Portail de l’Imam Khomeini : L’hodjatoleslam wal-muslimin Ali Akbar Nategh-Nouri, l’un des compagnons du mouvement de l’Imam Khomeini, a relaté dans ses mémoires plusieurs événements survenus durant les jours précédant la victoire de la Révolution islamique.
Ce témoignage porte sur la rencontre des homafars, membres techniques et sous-officiers de l’armée de l’air, avec l’Imam Khomeini, sur leur défilé devant lui et sur la réaction du gouvernement Bakhtiar.
Il raconte :
« Le 19 Bahman fut le jour où des membres de l’armée de l’air vinrent rencontrer l’Imam.
Il avait été prévu que les homafars arrivent d’abord en tenue civile, leurs uniformes étant dissimulés dans des sacs.

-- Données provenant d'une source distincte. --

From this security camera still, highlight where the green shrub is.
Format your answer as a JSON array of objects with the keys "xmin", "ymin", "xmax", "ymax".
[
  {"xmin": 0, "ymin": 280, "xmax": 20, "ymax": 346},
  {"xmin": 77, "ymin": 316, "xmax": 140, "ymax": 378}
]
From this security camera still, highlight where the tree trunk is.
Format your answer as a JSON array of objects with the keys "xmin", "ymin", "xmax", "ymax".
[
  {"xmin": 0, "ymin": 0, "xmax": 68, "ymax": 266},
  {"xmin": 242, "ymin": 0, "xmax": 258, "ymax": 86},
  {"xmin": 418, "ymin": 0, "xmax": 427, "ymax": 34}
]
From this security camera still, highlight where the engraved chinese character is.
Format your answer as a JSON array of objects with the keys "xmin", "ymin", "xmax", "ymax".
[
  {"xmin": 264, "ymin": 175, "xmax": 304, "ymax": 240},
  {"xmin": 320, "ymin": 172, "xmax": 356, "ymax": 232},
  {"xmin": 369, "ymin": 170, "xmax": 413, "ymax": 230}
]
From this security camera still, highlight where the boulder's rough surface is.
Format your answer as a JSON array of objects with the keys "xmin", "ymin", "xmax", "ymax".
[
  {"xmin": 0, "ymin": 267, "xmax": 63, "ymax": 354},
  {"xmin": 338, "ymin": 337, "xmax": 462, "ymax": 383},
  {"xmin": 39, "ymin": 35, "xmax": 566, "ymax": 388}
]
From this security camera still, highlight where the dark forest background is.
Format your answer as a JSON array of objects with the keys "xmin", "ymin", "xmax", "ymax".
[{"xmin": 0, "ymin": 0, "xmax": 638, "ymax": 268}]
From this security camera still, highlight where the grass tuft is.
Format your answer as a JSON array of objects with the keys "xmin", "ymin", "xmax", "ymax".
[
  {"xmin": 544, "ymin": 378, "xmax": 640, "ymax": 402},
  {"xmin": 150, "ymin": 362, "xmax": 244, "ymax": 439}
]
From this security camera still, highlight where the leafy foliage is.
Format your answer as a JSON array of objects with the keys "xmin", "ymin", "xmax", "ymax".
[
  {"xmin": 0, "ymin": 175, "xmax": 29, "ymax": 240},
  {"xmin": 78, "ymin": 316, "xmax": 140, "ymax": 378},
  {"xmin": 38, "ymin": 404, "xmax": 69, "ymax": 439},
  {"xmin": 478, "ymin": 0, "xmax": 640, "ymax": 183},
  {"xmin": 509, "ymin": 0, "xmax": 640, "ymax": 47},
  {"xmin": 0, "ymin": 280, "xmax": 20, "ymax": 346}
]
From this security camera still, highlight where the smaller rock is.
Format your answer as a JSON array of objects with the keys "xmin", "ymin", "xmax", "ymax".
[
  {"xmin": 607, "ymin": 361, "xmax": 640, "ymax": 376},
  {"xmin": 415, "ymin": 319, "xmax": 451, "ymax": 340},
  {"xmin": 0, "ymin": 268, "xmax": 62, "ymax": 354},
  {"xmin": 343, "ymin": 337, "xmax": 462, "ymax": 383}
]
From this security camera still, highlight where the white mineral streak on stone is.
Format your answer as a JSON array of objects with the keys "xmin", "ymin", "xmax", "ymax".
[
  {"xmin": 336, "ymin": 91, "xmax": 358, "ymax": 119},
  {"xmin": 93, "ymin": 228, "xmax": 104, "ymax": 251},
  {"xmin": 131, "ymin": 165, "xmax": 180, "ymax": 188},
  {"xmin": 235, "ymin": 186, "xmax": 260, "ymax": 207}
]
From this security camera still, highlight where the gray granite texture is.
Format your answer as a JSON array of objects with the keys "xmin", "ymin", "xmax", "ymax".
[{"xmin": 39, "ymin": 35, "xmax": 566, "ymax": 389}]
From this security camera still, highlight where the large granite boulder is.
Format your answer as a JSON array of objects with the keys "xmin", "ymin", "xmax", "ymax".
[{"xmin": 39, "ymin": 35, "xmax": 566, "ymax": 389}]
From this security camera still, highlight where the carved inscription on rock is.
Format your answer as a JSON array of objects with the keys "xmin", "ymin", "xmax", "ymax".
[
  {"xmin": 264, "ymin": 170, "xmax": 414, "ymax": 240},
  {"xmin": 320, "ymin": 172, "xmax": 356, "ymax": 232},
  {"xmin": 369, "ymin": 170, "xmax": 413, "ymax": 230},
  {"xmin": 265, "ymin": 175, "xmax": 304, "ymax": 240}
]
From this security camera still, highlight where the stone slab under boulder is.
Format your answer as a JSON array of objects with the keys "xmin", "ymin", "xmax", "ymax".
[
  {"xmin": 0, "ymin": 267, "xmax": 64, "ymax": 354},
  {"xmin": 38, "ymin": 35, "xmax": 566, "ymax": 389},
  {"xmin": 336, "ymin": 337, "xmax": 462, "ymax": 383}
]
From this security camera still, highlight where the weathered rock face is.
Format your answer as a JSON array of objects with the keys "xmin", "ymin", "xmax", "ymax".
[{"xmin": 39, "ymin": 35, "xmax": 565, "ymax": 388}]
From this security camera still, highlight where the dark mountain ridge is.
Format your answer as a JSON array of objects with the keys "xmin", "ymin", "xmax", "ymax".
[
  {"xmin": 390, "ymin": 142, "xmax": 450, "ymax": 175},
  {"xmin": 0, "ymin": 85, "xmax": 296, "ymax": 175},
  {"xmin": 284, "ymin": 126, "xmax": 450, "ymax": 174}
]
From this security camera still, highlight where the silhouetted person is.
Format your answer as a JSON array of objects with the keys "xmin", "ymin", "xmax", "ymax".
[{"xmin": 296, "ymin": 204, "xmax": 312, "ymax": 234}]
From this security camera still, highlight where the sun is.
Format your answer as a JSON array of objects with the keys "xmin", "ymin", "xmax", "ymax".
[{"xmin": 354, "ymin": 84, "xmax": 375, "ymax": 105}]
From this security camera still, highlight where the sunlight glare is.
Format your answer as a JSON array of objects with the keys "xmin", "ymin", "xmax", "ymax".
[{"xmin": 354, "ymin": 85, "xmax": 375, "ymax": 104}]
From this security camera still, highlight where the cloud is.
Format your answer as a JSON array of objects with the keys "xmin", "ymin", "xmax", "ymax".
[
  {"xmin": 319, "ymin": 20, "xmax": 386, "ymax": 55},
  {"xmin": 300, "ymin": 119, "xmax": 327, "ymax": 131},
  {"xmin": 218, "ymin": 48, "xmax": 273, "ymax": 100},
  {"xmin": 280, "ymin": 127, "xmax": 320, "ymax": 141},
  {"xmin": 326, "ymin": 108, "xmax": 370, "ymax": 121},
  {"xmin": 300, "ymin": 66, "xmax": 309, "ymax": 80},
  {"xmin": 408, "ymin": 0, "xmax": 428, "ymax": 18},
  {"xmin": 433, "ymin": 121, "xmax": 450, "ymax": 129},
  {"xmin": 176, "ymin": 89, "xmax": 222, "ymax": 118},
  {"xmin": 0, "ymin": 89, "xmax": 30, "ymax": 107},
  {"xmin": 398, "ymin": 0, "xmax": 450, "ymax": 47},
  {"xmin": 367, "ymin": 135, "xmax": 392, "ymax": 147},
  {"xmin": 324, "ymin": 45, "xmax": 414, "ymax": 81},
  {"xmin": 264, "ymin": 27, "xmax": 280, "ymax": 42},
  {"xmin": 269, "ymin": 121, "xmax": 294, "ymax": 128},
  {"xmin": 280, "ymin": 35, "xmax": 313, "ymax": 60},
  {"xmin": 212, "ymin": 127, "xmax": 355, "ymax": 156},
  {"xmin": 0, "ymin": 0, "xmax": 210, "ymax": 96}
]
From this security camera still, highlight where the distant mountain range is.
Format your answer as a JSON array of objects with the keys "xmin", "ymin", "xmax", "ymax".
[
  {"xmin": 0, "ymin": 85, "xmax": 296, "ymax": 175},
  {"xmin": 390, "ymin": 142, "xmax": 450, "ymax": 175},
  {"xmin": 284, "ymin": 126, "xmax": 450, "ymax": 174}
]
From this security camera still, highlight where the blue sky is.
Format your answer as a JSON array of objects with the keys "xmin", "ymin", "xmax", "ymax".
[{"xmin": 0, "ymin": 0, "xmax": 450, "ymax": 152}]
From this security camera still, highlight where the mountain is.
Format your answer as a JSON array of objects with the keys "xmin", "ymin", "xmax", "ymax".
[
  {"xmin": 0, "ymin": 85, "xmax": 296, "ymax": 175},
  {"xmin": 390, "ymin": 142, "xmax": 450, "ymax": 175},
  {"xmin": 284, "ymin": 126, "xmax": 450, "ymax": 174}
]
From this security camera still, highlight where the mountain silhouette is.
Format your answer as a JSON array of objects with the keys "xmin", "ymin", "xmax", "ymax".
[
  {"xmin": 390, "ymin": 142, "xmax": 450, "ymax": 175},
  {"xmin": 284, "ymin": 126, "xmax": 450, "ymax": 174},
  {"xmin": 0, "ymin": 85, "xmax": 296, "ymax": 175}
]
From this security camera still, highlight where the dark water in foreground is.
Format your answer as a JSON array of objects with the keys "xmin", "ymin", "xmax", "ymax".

Ils se rendirent au lycée de jeunes filles Alavi, où ils changèrent de vêtements. Après avoir revêtu leurs uniformes, ils entrèrent dans l’école Alavi en formation de défilé.
Leur commandant vint s’adresser à M. Iraqi et à moi. Il nous dit :
“Les homafars vous demandent que, si vos photographes souhaitent prendre des images, ils ne photographient pas leurs visages, car ils risqueraient d’être identifiés.
Ce n’est pas tant pour eux-mêmes qu’ils s’inquiètent. Ils craignent surtout que leurs femmes et leurs enfants soient persécutés. Il leur serait très difficile de voir leurs familles subir des pressions à cause d’eux.
Ainsi, si vous souhaitez prendre des photographies, faites-le uniquement de dos.”
Hadj Mehdi Iraqi donna immédiatement l’ordre aux photographes de ne prendre aucune image de face. Toutes les photographies devaient être réalisées depuis l’arrière.
Un défilé devant le « commandant en chef »
Avant le début du défilé, leur commandant prit un porte-voix.
Comme lors d’une cérémonie militaire officielle organisée devant les hauts responsables et le commandant en chef des forces armées, il s’adressa à l’Imam en le qualifiant de “commandant en chef”.
Il lui demanda ensuite l’autorisation de commencer le défilé des homafars devant lui.
Le défilé commença alors sous les yeux de l’Imam, tandis que le gouvernement Bakhtiar et l’ensemble de son appareil étaient encore officiellement en place.
Nous-mêmes étions stupéfaits. Nous nous demandions ce qui était réellement en train de se produire.
À l’intérieur de la pièce, nous pleurions involontairement. Les homafars eux-mêmes défilaient les larmes aux yeux.
Il existe peut-être encore des images filmées de ce défilé.
La réaction du gouvernement Bakhtiar
L’initiative des membres de l’armée de l’air porta un coup extrêmement dur au gouvernement Bakhtiar.
Le gouvernement aurait alors décidé de bombarder les installations de l’armée de l’air.
Des représentants du gouvernement Bakhtiar informèrent Mehdi Bazargan que de nombreux civils s’étaient rassemblés autour des bases aériennes. Ils lui demandèrent donc d’appeler la population à se disperser, car les forces gouvernementales envisageaient de lancer une attaque contre ces installations.
Cette décision révéla toutefois un grave manque de discernement politique.
Lorsque la nouvelle fut communiquée à la population, celle-ci ne se dispersa pas. Bien au contraire, un nombre encore plus important de personnes se dirigea vers les installations de l’armée de l’air afin de soutenir les militaires. »
Extrait de l’ouvrage Mémoires de l’hodjatoleslam wal-muslimin Ali Akbar Nategh-Nouri, volume 1, pages 187 et 188.